If Er Lee Bee Wah can share more details with us, including on the treatment of Liquidated Damages (LDs) and progress payments, BCA will look into these specific cases.
Support for Firms in Response to COVID-19 Outbreak
Let me conclude by addressing concerns from the construction sector arising from COVID-19. BCA has advised government agencies to take a sympathetic view when considering request for Extension of Time, or EOT, for project delays due to COVID-19. We have also sought REDAS’ support for private sector developers to do likewise. We will continue to monitor the situation. If delays are prolonged, we will consider whether additional measures are necessary. To ease cashflow concerns from delays due to COVID-19, main contractors can also submit progress payment claims fortnightly instead of monthly, for public sector projects. We are trying to help firms with their cashflow too. For ongoing PPVC projects affected by delays to the supply of construction materials from China, BCA has adopted a facilitative approach. So far, we have allowed 13 projects to install partially completed PPVC modules on-site first, and install the finishing works subsequently when the delayed materials arrive. We have also provided some flexibility in some of our projects. Some firms with more PRC workers may also face manpower pressure in the short term due to COVID-19. These firms may consider hiring workers from other firms with excess foreign manpower. Firms can search for eligible workers for transfer via the Foreign Construction Workers Directory System, or FCWDS, online. Built Environment firms can also tap on the support packages announced by DPM earlier, such as the SME Working Capital Loan under the Enhanced Enterprise Financing Scheme, and the Jobs Support Scheme.
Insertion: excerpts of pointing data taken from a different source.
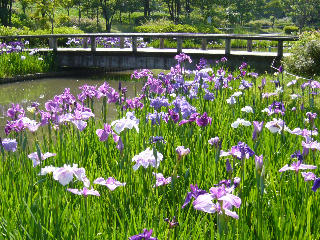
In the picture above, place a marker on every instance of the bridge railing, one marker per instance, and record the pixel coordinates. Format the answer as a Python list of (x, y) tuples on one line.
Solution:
[(53, 39)]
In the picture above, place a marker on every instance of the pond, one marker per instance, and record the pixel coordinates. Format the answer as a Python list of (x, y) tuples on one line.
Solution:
[(24, 93)]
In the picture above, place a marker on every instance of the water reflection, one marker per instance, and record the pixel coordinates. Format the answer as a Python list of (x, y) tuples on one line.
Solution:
[(40, 91)]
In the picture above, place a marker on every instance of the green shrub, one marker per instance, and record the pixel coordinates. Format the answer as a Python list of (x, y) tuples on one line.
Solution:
[(290, 29), (14, 64), (258, 24), (305, 55), (165, 26), (37, 42)]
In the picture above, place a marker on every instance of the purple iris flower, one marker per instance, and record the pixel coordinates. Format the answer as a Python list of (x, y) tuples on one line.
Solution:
[(296, 166), (15, 112), (240, 151), (263, 84), (203, 120), (174, 116), (146, 235), (243, 66), (159, 102), (134, 103), (316, 184), (156, 139), (214, 142), (181, 151), (259, 162), (209, 96), (183, 106), (297, 155), (257, 129), (245, 85), (276, 107), (104, 133), (195, 192), (156, 117), (140, 74), (87, 92), (35, 158), (202, 64), (308, 176), (182, 57), (9, 145)]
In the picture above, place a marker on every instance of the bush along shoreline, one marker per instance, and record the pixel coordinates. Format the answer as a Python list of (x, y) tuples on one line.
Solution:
[(197, 154), (16, 59)]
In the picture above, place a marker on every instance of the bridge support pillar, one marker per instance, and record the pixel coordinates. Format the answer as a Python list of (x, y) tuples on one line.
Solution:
[(179, 45), (280, 49), (93, 44), (204, 44), (228, 46), (249, 45), (134, 44)]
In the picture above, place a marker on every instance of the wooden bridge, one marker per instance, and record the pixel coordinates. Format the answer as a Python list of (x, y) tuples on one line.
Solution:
[(91, 56)]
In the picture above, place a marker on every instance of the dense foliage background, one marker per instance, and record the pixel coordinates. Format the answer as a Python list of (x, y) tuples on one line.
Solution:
[(124, 15)]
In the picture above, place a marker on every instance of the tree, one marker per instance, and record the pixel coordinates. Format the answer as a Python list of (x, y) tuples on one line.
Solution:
[(45, 10), (6, 12), (302, 11), (109, 8), (174, 7)]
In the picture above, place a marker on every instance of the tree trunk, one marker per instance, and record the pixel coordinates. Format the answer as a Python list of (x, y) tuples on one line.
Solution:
[(10, 12), (79, 13), (146, 8), (97, 18)]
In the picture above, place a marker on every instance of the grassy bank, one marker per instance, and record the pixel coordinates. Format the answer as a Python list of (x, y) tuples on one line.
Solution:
[(231, 133)]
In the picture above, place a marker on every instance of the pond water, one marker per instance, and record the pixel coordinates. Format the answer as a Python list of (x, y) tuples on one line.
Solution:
[(42, 90)]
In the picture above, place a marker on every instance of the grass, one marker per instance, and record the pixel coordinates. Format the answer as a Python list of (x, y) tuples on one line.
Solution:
[(38, 207), (14, 64)]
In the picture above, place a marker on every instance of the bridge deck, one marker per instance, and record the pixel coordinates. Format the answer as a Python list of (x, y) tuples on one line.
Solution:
[(170, 51)]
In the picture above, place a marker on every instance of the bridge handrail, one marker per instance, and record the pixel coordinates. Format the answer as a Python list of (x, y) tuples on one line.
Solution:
[(179, 37)]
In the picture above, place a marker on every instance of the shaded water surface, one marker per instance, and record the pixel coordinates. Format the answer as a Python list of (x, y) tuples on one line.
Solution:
[(43, 90)]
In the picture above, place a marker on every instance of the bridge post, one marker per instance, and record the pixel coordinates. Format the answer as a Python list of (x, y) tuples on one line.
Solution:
[(228, 46), (249, 45), (161, 40), (53, 43), (121, 42), (134, 44), (93, 43), (204, 44), (179, 45), (280, 48), (85, 42)]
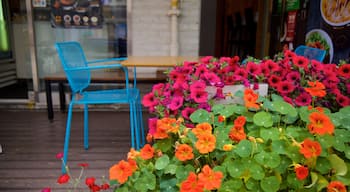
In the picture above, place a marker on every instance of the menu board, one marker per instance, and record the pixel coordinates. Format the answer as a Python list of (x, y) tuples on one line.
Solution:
[(328, 28), (76, 13)]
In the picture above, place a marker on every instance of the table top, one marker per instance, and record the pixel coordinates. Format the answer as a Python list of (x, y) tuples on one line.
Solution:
[(157, 61), (112, 75)]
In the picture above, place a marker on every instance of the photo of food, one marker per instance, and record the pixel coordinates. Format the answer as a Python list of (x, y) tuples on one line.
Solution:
[(318, 38), (335, 12)]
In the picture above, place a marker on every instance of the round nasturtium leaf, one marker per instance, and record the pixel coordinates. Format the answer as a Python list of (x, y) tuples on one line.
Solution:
[(270, 184), (263, 118)]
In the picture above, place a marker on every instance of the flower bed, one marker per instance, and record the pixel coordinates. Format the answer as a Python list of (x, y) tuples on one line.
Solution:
[(295, 138)]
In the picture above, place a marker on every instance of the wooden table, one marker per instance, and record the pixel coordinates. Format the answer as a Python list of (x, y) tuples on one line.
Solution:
[(115, 76)]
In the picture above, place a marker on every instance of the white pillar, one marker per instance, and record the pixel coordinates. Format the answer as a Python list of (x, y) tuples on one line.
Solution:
[(174, 12)]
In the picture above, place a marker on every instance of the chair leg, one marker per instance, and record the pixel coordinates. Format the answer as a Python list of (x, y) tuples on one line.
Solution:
[(140, 120), (86, 127), (132, 125), (136, 126), (67, 137)]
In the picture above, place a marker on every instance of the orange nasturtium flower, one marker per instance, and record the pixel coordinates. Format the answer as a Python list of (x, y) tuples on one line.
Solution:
[(250, 99), (237, 133), (310, 148), (205, 143), (184, 152), (301, 172), (320, 124), (210, 178), (240, 121), (164, 126), (202, 129), (191, 184), (336, 186), (147, 152), (121, 171), (316, 89)]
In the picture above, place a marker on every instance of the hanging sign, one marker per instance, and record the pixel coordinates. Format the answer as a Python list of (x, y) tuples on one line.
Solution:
[(291, 21), (76, 13)]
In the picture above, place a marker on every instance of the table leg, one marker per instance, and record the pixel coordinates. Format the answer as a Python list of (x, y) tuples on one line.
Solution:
[(62, 97), (49, 99)]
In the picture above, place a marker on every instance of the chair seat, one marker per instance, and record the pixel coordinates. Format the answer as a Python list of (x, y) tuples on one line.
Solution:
[(107, 96)]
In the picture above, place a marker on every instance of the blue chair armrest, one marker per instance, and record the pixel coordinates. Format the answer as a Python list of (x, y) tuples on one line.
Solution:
[(107, 60)]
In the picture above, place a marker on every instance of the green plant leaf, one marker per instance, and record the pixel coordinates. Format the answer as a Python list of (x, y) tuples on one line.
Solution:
[(271, 133), (270, 184), (263, 119), (284, 108), (244, 148), (200, 116), (228, 186), (338, 165), (168, 184), (162, 162), (170, 169), (314, 179)]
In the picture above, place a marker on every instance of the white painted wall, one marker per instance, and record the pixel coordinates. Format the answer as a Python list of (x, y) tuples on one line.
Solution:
[(150, 24)]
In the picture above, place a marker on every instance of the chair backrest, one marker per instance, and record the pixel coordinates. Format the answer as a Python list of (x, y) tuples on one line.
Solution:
[(310, 52), (72, 58)]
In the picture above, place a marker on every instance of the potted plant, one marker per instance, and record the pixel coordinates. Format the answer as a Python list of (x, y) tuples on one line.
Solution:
[(264, 144)]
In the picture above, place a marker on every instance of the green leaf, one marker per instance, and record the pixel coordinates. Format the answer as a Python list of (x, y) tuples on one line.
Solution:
[(164, 145), (271, 133), (228, 186), (244, 148), (146, 182), (263, 119), (314, 179), (338, 165), (234, 168), (200, 116), (168, 184), (170, 169), (162, 162), (270, 184), (285, 108)]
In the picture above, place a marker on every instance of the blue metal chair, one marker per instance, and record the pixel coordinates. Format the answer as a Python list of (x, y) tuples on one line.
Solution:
[(78, 72), (310, 52)]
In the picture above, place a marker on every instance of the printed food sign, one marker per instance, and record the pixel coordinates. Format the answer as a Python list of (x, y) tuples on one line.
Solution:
[(76, 13)]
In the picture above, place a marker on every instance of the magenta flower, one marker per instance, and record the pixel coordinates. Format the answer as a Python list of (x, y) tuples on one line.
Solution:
[(149, 100), (253, 68), (199, 96), (211, 78), (152, 125), (176, 103), (187, 112), (304, 99), (293, 77), (285, 87), (198, 85)]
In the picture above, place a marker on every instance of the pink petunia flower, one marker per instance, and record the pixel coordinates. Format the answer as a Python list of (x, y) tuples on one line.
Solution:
[(199, 96), (176, 103), (304, 99)]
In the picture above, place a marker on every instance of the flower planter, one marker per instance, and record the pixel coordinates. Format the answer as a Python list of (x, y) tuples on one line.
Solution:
[(229, 92)]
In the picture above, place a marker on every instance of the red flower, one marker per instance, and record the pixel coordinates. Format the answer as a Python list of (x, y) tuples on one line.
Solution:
[(84, 165), (47, 189), (310, 148), (90, 181), (147, 152), (316, 89), (344, 70), (59, 155), (285, 87), (301, 172), (336, 186), (63, 179)]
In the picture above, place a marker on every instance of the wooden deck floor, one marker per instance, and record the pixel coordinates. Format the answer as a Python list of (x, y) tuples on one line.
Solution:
[(30, 144)]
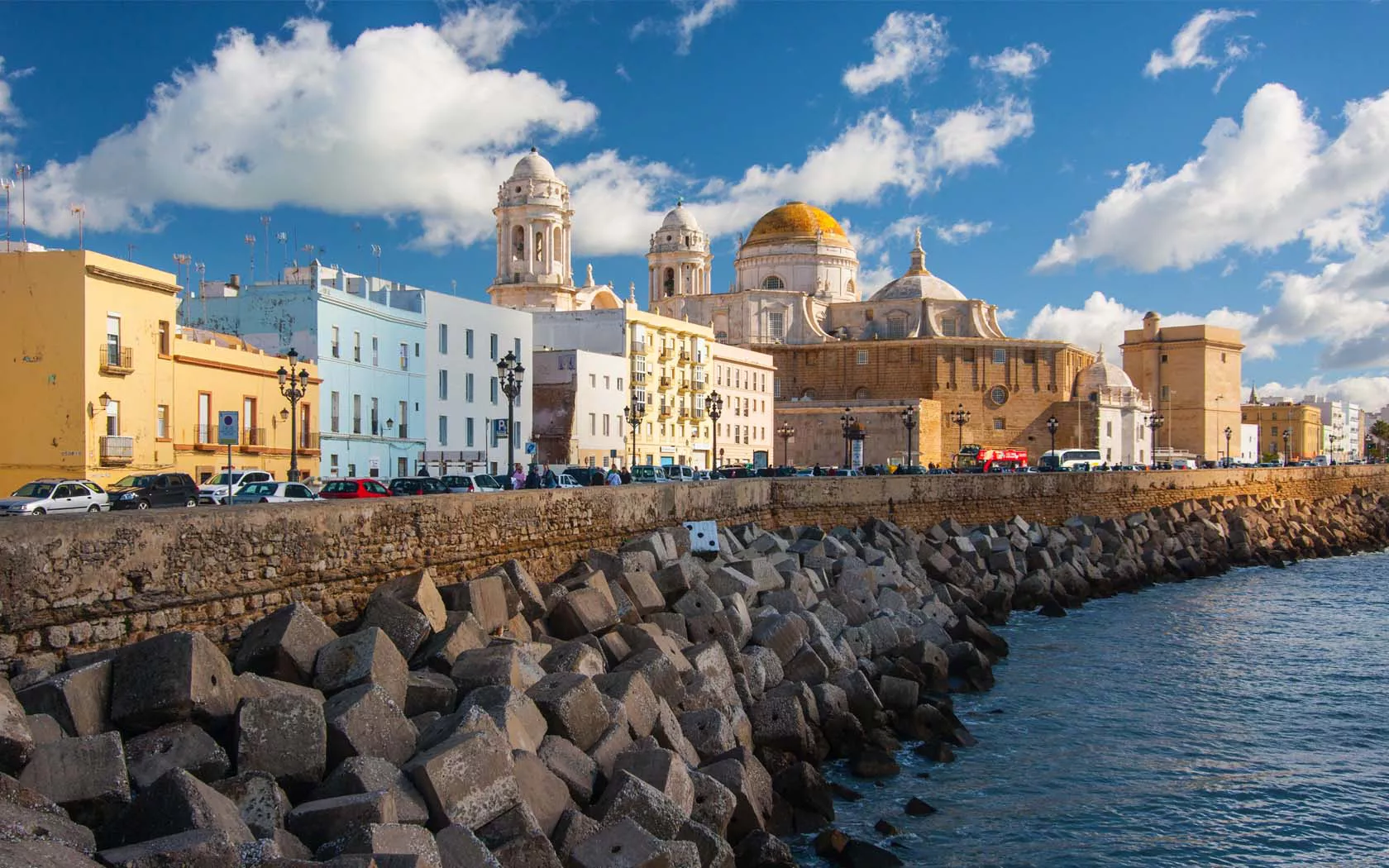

Er Lee Bee Wah also suggested measures to help developers and contractors cope with COVID-19. On foreign worker levies, the Minister for Manpower already said during the Budget debate last week that we are waiving levies for employers with eligible foreign workers serving quarantine leave of absence or stay home notices. However, we have not done so for all foreign workers in general. As much as we want to help the sector or businesses deal with the short-term fall-out, this should not negate longer-term efforts for companies to restructure and become less reliant on foreign manpower. Levy waivers would run counter to these objectives. Er Lee Bee Wah and Mr Alex Yam also asked about the Project Completion Period and the ABSD remission timelines. The Government is monitoring the construction industry and the property market closely. We will adjust our policies as necessary to ensure a stable and sustainable property market. We have selectively allowed extensions of the completion period for individual projects because of extenuating circumstances, and would be prepared to consider doing so on a case-by-case basis. But to assure the industry, we have seen just a few appeals; so it is not a big impact thus far. We will continue to monitor the situation and see how it goes.
Even as we deal with the immediate challenges posed by COVID-19, we should not lose sight of our longer-term transformation agenda. I strongly encourage firms to tap on the schemes available under our $780 million BuildSG Transformation Fund, so that we can all emerge stronger and better prepared for the future.
In closing, we have made good progress, but there is certainly much more that we can do. We will accelerate our efforts to build more productively, create opportunities for our firms and create good jobs for our people. Thank you.